You want to have a users files everywhere where that user logs in.

You need the server based user profiles for that

[ssfdre38]

Ok so let me rephrase what my question is. So i have AD-DS set up with and i am able to set up computer to connect to the server and login with the users i do create on the AD. Now what i want to do is have it where if someone saves a file on a folder like Documents, it will sync up with the server and so when i sign in on a different computer, i will get that same file 

[Blake]

45 minutes ago, ssfdre38 said:

Ok so let me rephrase what my question is. So i have AD-DS set up with and i am able to set up computer to connect to the server and login with the users i do create on the AD. Now what i want to do is have it where if someone saves a file on a folder like Documents, it will sync up with the server and so when i sign in on a different computer, i will get that same file 

Folder redirection.

 

Basically, use GPP to configure also:

open GPMC.msc, make a new or edit the appropriate GPO, then navigate to:

 

Haven't done it in a while (it's a set and forget kind of thing), but I remeber there being a 'bug' with redirecting to \\path\to\user\profiles\%username%\Desktop I remember there being an issue where this failed, but I am assuming this has been patched to you can scale correctly across an organisation.

 

EDIT: Should also add that roaming profiles are rearely used in the real world. if you change computer and have a 50GB OST to download and it takes 1hour to login, your not going to be a happy chappy.

[leadeater]

9 minutes ago, Blake said:

Folder redirection.

 

Basically, use GPP to configure also:

open GPMC.msc, make a new or edit the appropriate GPO, then navigate to:

 

Haven't done it in a while (it's a set and forget kind of thing), but I remeber there being a 'bug' with redirecting to \\path\to\user\profiles\%username%\Desktop I remember there being an issue where this failed, but I am assuming this has been patched to you can scale correctly across an organisation.

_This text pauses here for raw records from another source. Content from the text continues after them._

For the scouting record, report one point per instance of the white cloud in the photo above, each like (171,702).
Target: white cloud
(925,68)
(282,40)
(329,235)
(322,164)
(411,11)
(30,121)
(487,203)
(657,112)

Supplementary to this here are the Microsoft recommended Share and NTFS permissions you need to setup on the server where the Home Folders will be hosted.

https://blogs.technet.microsoft.com/migreene/2008/03/24/ntfs-permissions-for-redirected-folders-or-home-directories/ 

 

Also the bug I think you may be talking about isn't fixed. Is this the one where the desktop.ini file causes all folders to display as 'Documents' on the server rather than the actual folder name which is the username? Basically it's not an issue so long as you use the correct redirection settings.